Open baraahsidahmed opened 6 months ago
Take a look at the observation
function for the scenario.
On line 247 we see that if the agent is a good agent you will observe:
rel_goal_x, rel_goal_y, (rel_lm_x, rel_lm_y) * n_landmarks, (rel_other_agent_x, rel_other_agent_y) * n_agents
In the case of N=2
there are N+1
agents and N
landmarks (see line 95), so that's 2+2*2+2*2 = 2 + 4 + 4 = 10
On line 250 we see that if the agent is an adversarial agent you will observe:
(rel_lm_x, rel_lm_y) * n_landmarks, (rel_other_agent_x, rel_other_agent_y) * n_agents
In the case of N=2
that's 2*2 + 2*2 = 4 + 4 = 8
Just an added comment. The documentation on the website defaults to the most recently released version of PettingZoo. If you're using the current master branch, things may have changed since then. The documentation for this game was updated a couple months ago (after the last release). You can change to the current master by selecting the master from the dropdown in the lower right of the doc page. IMO, it's still unclear because it doesn't explain that some values are arrays, but it does correctly match the code now. (credit to Elliot for pointing this out)
Thank you for all the in depth clarifications!
On line 247 we see that if the agent is a good agent you will observe:
rel_goal_x, rel_goal_y, (rel_lm_x, rel_lm_y) * n_landmarks, (rel_other_agent_x, rel_other_agent_y) * n_agents
I think the problem with the current documentation was 'self_vel' is not returned in the observation array so I was confused.
The documentation on the website defaults to the most recently released version of PettingZoo.

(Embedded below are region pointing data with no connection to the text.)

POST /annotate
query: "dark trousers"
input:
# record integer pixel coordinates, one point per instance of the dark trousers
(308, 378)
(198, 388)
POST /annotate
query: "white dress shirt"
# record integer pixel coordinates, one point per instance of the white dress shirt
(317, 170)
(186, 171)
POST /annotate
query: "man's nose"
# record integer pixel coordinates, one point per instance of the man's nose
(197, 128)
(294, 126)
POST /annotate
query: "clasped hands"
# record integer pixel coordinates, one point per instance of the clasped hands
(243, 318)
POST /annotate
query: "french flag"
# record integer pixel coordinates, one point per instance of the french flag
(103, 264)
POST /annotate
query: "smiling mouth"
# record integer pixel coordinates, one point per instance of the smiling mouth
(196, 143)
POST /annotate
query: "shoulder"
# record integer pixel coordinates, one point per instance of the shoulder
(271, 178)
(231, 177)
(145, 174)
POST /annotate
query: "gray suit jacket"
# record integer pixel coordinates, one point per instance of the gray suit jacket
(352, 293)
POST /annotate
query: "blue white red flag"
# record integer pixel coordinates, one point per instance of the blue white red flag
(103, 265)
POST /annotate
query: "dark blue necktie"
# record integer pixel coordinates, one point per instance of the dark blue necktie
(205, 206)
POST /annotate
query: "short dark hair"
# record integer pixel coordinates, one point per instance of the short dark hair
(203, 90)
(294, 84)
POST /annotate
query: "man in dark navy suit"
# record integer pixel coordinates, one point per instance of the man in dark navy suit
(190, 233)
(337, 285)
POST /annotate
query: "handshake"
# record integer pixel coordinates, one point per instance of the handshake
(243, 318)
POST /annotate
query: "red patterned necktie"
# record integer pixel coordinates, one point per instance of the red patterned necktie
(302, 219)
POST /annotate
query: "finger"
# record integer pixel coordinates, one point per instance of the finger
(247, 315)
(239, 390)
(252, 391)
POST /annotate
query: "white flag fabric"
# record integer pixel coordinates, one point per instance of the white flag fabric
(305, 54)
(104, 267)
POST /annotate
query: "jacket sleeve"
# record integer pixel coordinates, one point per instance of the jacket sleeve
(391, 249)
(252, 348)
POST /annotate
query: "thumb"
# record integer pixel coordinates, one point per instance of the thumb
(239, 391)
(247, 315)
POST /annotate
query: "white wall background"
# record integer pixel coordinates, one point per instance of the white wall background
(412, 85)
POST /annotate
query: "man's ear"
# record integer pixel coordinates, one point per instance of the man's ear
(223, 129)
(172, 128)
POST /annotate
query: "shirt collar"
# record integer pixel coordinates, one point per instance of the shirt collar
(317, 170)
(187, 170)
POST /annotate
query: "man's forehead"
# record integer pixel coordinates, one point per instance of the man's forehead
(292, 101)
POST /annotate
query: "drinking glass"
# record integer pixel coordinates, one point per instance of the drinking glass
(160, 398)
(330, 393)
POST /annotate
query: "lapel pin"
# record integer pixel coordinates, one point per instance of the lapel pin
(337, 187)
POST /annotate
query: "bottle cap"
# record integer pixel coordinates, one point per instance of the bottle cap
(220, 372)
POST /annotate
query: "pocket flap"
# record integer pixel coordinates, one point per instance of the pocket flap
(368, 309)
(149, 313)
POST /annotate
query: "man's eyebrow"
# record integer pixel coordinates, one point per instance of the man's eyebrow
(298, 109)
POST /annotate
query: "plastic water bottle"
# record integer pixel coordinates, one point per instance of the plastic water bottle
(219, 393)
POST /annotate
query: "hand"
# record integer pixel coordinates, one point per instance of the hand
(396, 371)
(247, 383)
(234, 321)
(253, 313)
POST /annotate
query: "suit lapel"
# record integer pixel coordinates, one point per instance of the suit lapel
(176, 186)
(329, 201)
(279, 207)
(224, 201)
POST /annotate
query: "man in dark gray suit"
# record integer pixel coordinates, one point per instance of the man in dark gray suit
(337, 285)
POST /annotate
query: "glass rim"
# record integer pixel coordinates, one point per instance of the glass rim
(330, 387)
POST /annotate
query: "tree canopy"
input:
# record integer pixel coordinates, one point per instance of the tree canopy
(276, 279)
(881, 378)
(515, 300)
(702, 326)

Thank you for pointing this out! for me I just clicked the Github link in the documentation page and assumed that it is the corresponding code without realizing the versions difference, sorry about that.
Question
Hi, I am working on simple_adversary_v3 along with agileRL to train the agents. I am using parallel_env and want to monitor the agents positions while training. I found that step function only returns next state observation as dictionary of arrays of elements (8 for adversary or 10 for good agents) and I can't quite work what each element of the array is because the documentation mention that it's [self_pos, self_vel, goal_rel_position, landmark_rel_position, other_agent_rel_positions] which are only five but in code comments it is mentioned it should be [goal_rel_position, landmark_rel_position, other_agent_rel_positions]. I am working with N=2 so what I did is interpreting the ten values of good agents as: [goal_rel_pos_x, goal_rel_pos_y, 1st_landmark_x, 1st_landmark_y, 2nd_landmark_x (same as goal), 2nd_landmark_y (same as goal), other_good_agent_x, other_good_agent_y, adversary_x, adversary_y] can you please confirm if this is the right value mapping or else what are the returned values exactly?